Last indexed: 18 May 2026 (ecd184)

Inference Parameters

Purpose and Scope

Inference Parameters control the behavior of text generation during inference operations. These parameters are passed to executor methods (such as InferAsync) and determine token generation limits, stopping conditions, sampling strategies, and context management strategies when the window is exhausted. This page documents the IInferenceParams interface and InferenceParams class, as well as web-specific options.

For model loading configuration, see Model Parameters (IModelParams). For context initialization settings, see Context Parameters (IContextParams). For detailed sampling configuration within the SamplingPipeline property, see Sampling Pipeline Overview and DefaultSamplingPipeline.

Overview

The InferenceParams class implements IInferenceParams and provides runtime control over the generation process. Unlike model and context parameters which are set during initialization, inference parameters can vary between calls to InferAsync on the same executor instance.

"Inference Parameter Data Flow"

Sources: LLama/Abstractions/IInferenceParams.cs10-54 LLama/Common/InferenceParams.cs12-51 LLama.Web/Common/InferenceOptions.cs10-42

Configuration Properties

MaxTokens

Controls the maximum number of tokens to generate during inference.

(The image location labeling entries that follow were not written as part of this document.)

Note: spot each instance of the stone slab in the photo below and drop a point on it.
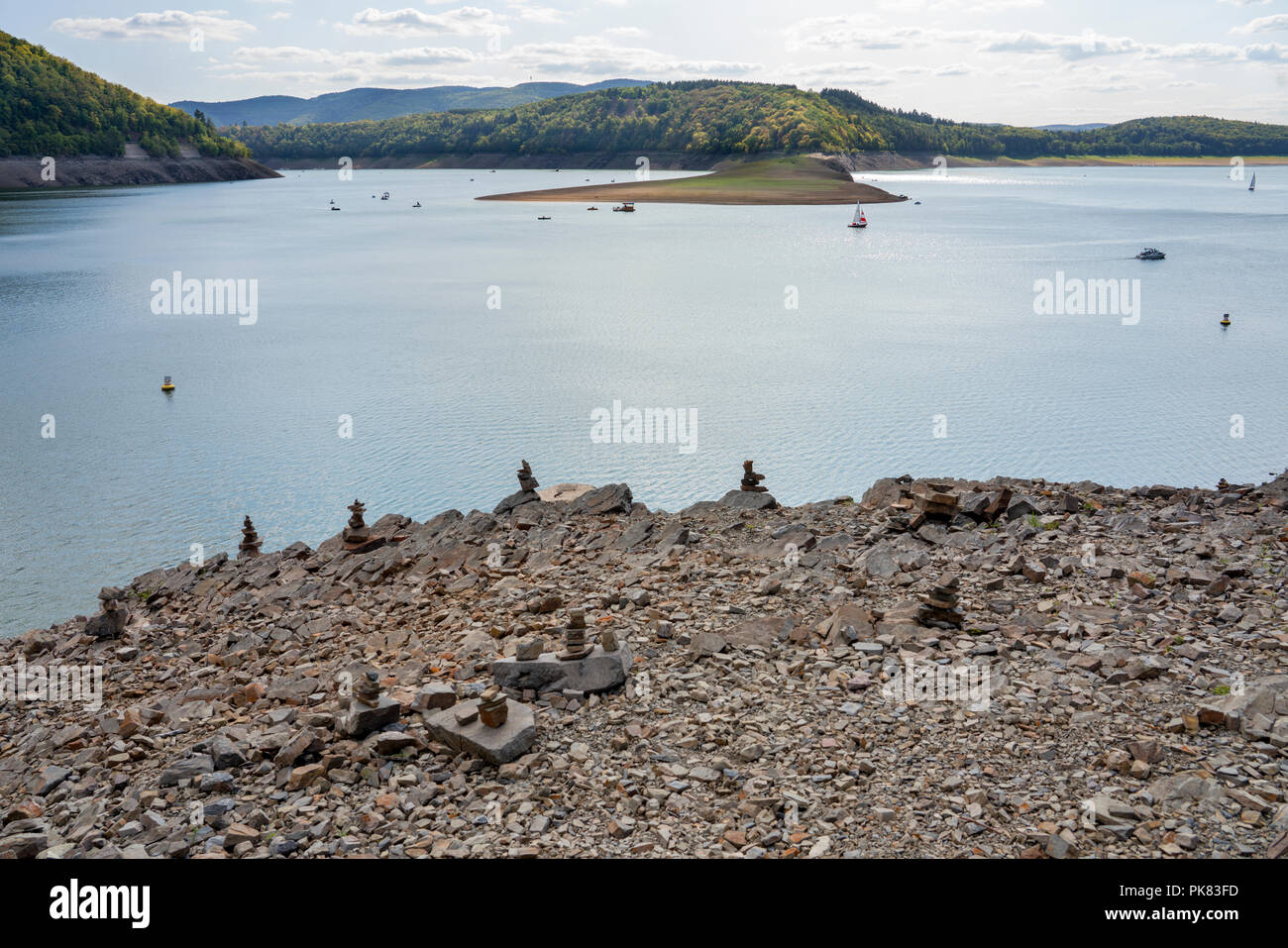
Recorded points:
(599, 672)
(493, 745)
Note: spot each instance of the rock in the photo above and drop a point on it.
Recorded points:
(759, 633)
(434, 695)
(47, 780)
(493, 745)
(748, 500)
(597, 672)
(848, 625)
(515, 500)
(300, 743)
(362, 719)
(224, 754)
(529, 649)
(185, 769)
(304, 776)
(610, 498)
(707, 644)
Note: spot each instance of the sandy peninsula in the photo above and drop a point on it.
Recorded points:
(799, 179)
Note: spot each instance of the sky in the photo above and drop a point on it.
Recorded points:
(1021, 62)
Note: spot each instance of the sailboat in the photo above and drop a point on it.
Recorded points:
(859, 220)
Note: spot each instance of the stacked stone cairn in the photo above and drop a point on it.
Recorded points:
(249, 546)
(492, 707)
(108, 623)
(576, 644)
(934, 502)
(939, 607)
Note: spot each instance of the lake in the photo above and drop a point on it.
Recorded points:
(452, 340)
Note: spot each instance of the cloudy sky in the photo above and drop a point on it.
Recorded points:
(1025, 62)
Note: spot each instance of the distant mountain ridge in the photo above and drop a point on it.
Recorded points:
(51, 106)
(717, 117)
(1085, 127)
(374, 104)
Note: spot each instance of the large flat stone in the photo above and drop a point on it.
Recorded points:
(748, 500)
(597, 672)
(609, 498)
(515, 500)
(493, 745)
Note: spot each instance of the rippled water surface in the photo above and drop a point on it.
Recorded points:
(380, 312)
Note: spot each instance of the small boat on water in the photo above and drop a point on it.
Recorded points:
(859, 220)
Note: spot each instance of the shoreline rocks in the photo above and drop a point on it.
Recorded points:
(1028, 670)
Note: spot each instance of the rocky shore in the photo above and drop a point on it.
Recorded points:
(90, 170)
(587, 677)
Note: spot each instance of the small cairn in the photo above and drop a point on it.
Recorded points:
(576, 646)
(526, 480)
(249, 546)
(934, 502)
(492, 707)
(357, 536)
(108, 623)
(751, 479)
(939, 608)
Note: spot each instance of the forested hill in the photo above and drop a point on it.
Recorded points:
(721, 117)
(48, 106)
(356, 104)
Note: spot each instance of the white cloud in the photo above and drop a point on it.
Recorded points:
(1279, 21)
(533, 13)
(592, 55)
(174, 26)
(467, 21)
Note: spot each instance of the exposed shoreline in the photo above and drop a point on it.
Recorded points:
(99, 170)
(1125, 647)
(682, 161)
(795, 180)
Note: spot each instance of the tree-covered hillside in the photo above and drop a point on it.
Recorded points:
(359, 104)
(48, 106)
(720, 117)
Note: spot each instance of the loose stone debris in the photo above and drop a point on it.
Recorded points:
(399, 689)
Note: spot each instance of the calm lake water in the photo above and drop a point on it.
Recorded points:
(381, 313)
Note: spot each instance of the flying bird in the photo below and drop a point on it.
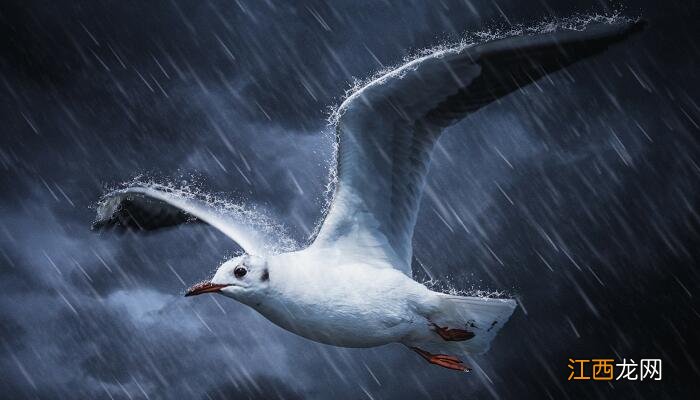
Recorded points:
(352, 286)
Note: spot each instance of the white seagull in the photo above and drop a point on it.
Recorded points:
(352, 286)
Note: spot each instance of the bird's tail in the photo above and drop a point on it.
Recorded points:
(478, 318)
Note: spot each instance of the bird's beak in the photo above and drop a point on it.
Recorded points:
(204, 287)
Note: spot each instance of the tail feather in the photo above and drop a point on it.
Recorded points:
(483, 317)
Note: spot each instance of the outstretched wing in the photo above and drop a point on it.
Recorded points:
(145, 208)
(387, 129)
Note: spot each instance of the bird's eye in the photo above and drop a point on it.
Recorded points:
(240, 272)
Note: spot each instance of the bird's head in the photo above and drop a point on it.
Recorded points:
(241, 278)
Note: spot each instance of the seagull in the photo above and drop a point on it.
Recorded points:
(352, 285)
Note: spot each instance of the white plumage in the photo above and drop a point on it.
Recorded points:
(352, 286)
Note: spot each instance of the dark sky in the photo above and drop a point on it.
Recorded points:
(580, 199)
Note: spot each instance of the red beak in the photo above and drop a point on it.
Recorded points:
(204, 287)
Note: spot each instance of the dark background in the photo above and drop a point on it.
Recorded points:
(579, 198)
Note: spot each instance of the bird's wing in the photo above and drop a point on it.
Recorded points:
(142, 208)
(386, 130)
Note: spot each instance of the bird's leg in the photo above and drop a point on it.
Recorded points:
(443, 360)
(452, 335)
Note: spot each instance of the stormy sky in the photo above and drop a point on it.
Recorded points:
(579, 198)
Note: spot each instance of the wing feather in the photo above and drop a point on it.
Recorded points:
(387, 129)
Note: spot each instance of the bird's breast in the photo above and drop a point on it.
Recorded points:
(342, 310)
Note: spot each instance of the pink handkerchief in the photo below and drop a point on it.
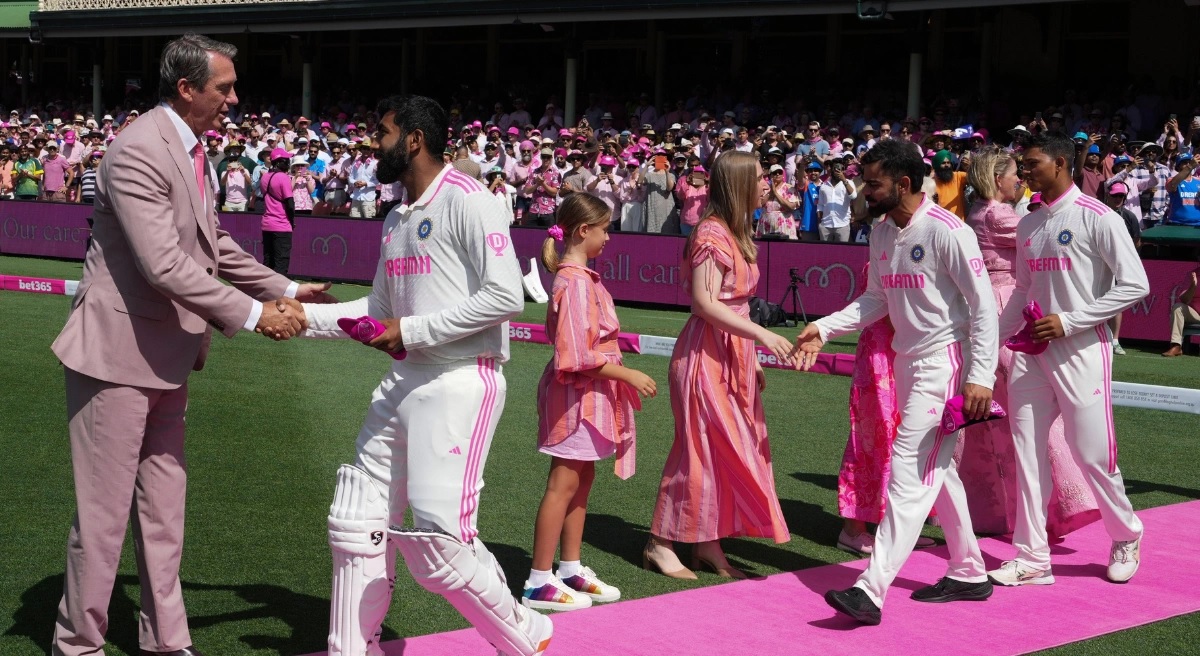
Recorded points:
(365, 329)
(1024, 341)
(953, 420)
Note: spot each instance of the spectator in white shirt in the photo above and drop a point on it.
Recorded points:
(833, 204)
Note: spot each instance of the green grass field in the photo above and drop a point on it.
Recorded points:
(269, 423)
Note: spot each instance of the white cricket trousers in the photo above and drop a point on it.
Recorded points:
(923, 475)
(1072, 378)
(426, 439)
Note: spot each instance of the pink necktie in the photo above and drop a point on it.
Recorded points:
(198, 158)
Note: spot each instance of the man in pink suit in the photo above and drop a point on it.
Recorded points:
(141, 322)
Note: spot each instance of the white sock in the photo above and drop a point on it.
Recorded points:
(568, 569)
(539, 577)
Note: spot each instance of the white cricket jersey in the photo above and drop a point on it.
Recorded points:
(1074, 257)
(448, 270)
(930, 280)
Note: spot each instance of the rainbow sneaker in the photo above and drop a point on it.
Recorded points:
(553, 595)
(587, 583)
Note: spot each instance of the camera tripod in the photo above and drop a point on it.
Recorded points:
(793, 294)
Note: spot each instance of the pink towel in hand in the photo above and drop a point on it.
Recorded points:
(953, 419)
(365, 329)
(1024, 341)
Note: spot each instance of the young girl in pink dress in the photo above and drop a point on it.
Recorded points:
(586, 402)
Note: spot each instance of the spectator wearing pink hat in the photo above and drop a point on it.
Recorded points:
(606, 186)
(577, 178)
(551, 120)
(633, 197)
(693, 194)
(543, 186)
(6, 169)
(55, 170)
(363, 184)
(277, 212)
(237, 182)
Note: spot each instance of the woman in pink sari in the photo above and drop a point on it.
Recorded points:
(985, 456)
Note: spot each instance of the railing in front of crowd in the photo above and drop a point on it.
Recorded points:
(635, 266)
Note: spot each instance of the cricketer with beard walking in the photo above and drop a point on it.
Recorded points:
(447, 283)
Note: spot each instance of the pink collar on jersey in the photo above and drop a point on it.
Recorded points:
(432, 190)
(1062, 200)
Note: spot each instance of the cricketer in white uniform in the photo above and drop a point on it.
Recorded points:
(928, 277)
(1077, 260)
(449, 272)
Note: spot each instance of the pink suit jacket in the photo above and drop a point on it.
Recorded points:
(150, 292)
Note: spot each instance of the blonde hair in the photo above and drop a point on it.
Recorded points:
(732, 196)
(579, 210)
(985, 167)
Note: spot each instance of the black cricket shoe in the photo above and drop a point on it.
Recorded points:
(949, 589)
(856, 603)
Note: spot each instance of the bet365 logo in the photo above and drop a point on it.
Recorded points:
(35, 286)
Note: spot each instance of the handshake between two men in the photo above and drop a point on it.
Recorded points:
(285, 318)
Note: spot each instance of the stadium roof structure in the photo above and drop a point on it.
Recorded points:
(57, 18)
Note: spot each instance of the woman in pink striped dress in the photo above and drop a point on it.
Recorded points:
(586, 403)
(718, 480)
(985, 455)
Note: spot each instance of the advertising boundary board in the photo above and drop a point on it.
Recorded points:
(1152, 397)
(635, 268)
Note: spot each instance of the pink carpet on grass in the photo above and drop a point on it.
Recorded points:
(785, 613)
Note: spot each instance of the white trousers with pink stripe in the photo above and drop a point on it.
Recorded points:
(426, 439)
(923, 475)
(424, 445)
(1072, 378)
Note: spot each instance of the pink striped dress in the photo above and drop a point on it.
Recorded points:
(576, 409)
(718, 480)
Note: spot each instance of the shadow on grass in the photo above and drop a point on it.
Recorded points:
(304, 614)
(1140, 487)
(827, 481)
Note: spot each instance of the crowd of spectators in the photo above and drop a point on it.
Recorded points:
(647, 163)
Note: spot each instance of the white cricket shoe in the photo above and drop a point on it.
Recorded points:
(553, 595)
(589, 584)
(1014, 572)
(1123, 560)
(862, 543)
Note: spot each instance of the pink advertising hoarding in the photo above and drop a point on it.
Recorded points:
(635, 266)
(46, 229)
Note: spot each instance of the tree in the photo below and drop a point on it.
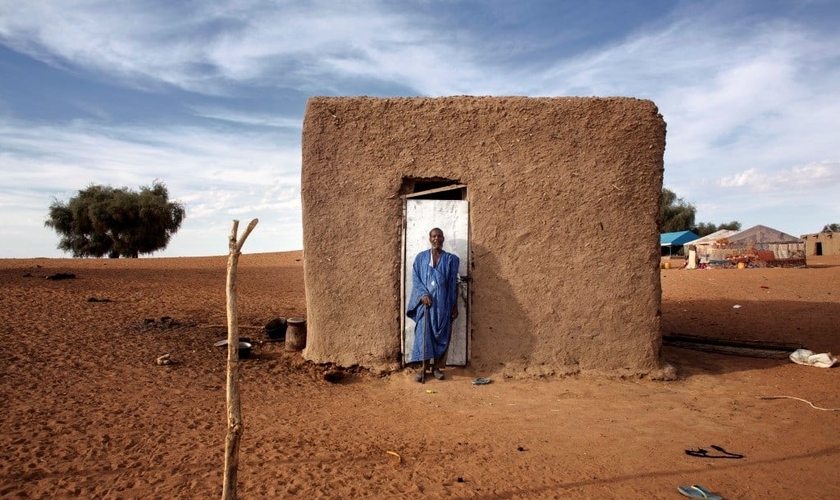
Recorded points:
(118, 222)
(675, 214)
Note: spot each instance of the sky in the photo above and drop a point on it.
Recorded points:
(208, 97)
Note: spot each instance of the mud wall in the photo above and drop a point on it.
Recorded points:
(564, 195)
(829, 243)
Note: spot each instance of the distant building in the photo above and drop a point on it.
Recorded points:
(821, 244)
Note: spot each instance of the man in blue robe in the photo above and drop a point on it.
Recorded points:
(433, 304)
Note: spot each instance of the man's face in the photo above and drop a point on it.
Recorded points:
(436, 239)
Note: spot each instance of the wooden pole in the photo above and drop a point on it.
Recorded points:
(234, 416)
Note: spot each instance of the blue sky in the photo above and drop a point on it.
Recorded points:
(208, 97)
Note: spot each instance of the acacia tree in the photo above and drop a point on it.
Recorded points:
(675, 214)
(118, 222)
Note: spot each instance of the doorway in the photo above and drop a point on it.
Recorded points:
(447, 208)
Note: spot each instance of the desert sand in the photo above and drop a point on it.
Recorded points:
(87, 413)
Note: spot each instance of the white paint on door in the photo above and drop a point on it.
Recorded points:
(452, 217)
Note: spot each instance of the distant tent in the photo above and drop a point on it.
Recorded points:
(758, 245)
(767, 239)
(671, 243)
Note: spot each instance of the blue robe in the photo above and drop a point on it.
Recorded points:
(439, 283)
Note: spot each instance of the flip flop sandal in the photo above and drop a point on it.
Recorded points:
(700, 452)
(697, 491)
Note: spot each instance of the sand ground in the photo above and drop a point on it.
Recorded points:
(87, 413)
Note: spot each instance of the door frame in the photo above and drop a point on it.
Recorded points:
(464, 281)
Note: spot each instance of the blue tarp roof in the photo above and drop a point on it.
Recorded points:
(676, 239)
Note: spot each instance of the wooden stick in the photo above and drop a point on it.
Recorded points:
(234, 415)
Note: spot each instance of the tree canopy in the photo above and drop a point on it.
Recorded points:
(118, 222)
(676, 214)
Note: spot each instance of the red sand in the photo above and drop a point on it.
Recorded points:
(88, 414)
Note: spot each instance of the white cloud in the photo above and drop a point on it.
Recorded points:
(802, 179)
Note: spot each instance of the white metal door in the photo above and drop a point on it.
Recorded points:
(451, 216)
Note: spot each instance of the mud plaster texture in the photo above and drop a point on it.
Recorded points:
(564, 247)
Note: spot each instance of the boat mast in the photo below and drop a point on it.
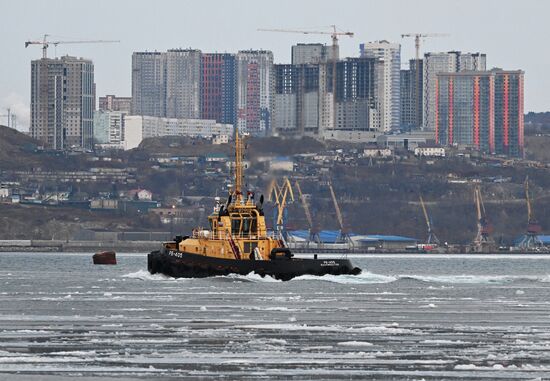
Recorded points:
(238, 167)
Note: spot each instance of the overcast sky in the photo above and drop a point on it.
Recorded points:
(514, 34)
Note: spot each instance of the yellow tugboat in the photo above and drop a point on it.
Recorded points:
(237, 241)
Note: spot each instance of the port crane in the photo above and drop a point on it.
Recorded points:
(417, 37)
(344, 235)
(432, 238)
(313, 232)
(530, 240)
(483, 240)
(46, 43)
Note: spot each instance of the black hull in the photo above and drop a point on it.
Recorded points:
(185, 265)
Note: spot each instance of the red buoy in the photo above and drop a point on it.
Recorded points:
(105, 258)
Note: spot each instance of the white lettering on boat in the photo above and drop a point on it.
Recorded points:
(329, 263)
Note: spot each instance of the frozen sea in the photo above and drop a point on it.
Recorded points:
(406, 317)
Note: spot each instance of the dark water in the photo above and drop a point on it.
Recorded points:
(406, 317)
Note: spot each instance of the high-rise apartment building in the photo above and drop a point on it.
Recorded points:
(313, 54)
(183, 78)
(109, 128)
(149, 83)
(359, 94)
(509, 112)
(114, 103)
(483, 110)
(448, 62)
(62, 102)
(411, 96)
(219, 87)
(255, 85)
(297, 98)
(390, 56)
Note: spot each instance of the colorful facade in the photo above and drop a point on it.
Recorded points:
(483, 110)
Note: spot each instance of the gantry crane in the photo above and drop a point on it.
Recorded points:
(334, 34)
(313, 232)
(432, 238)
(418, 90)
(483, 240)
(45, 43)
(344, 235)
(530, 240)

Property	Type	Default	Description
`MaxTokens`	`int`	`-1`	Maximum tokens to generate. `-1` means unlimited generation until completion.

Behavior:

Also referred to as n_predict in underlying implementations LLama/Common/InferenceParams.cs21-24
Set to -1 to infinitely generate response until it complete LLama/Abstractions/IInferenceParams.cs18-21
Used by executors to determine the loop bound for token generation.

Sources: LLama/Common/InferenceParams.cs24 LLama/Abstractions/IInferenceParams.cs21

AntiPrompts

A collection of sequences that trigger the model to stop generating further tokens.

Property	Type	Default	Description
`AntiPrompts`	`IReadOnlyList<string>`	`[]`	Sequences where the model will stop generating further tokens.

Behavior:

The AntipromptProcessor tracks past tokens and checks if the current output buffer ends with any of these strings.
In StatelessExecutor, providing an anti-prompt allows the model to decide where to stop the generation during a multi-turn simulation.

Sources: LLama/Common/InferenceParams.cs29 LLama/Abstractions/IInferenceParams.cs26

TokensKeep

Specifies the number of tokens to preserve from the initial prompt when context shifting or eviction occurs.

Property	Type	Default	Description
`TokensKeep`	`int`	`0`	Number of tokens to keep from initial prompt during context shifting.

Behavior:

Ensures that vital system prompts or instructions at the beginning of the context are not lost when the model reaches its context limit LLama/Common/InferenceParams.cs15-18

Sources: LLama/Common/InferenceParams.cs18 LLama/Abstractions/IInferenceParams.cs15

Context Overflow Management

These properties define how the executor handles situations where the KV cache is full, especially for models that do not support native memory shifting (e.g., 2D RoPE models).

Property	Type	Default	Description
`OverflowStrategy`	`ContextOverflowStrategy`	`ThrowException`	Strategy to use when the context window is full LLama/Common/InferenceParams.cs43
`ContextTruncationPercentage`	`float`	`0.1f`	Percentage of past tokens to discard during truncation LLama/Common/InferenceParams.cs50

Strategies (ContextOverflowStrategy):

ThrowException: Triggers a ContextOverflowException. Useful for manual management in the application layer LLama/Common/ContextOverflowStrategy.cs18
TruncateAndReprefill: Silently drops the oldest tokens (preserving the system prompt via TokensKeep) and re-prefills the context LLama/Common/ContextOverflowStrategy.cs24

Sources: LLama/Common/InferenceParams.cs37-50 LLama/Common/ContextOverflowStrategy.cs7-25 LLama/Exceptions/ContextOverflowException.cs10-12

SamplingPipeline

The sampling strategy used to select the next token from the model's logits.

Property	Type	Default	Description
`SamplingPipeline`	`ISamplingPipeline`	`DefaultSamplingPipeline`	The pipeline used for token selection and logic transformation.

Behavior:

Defaults to a DefaultSamplingPipeline instance LLama/Common/InferenceParams.cs32
During the generation loop, the executor uses the pipeline to obtain the next token based on current context and logits.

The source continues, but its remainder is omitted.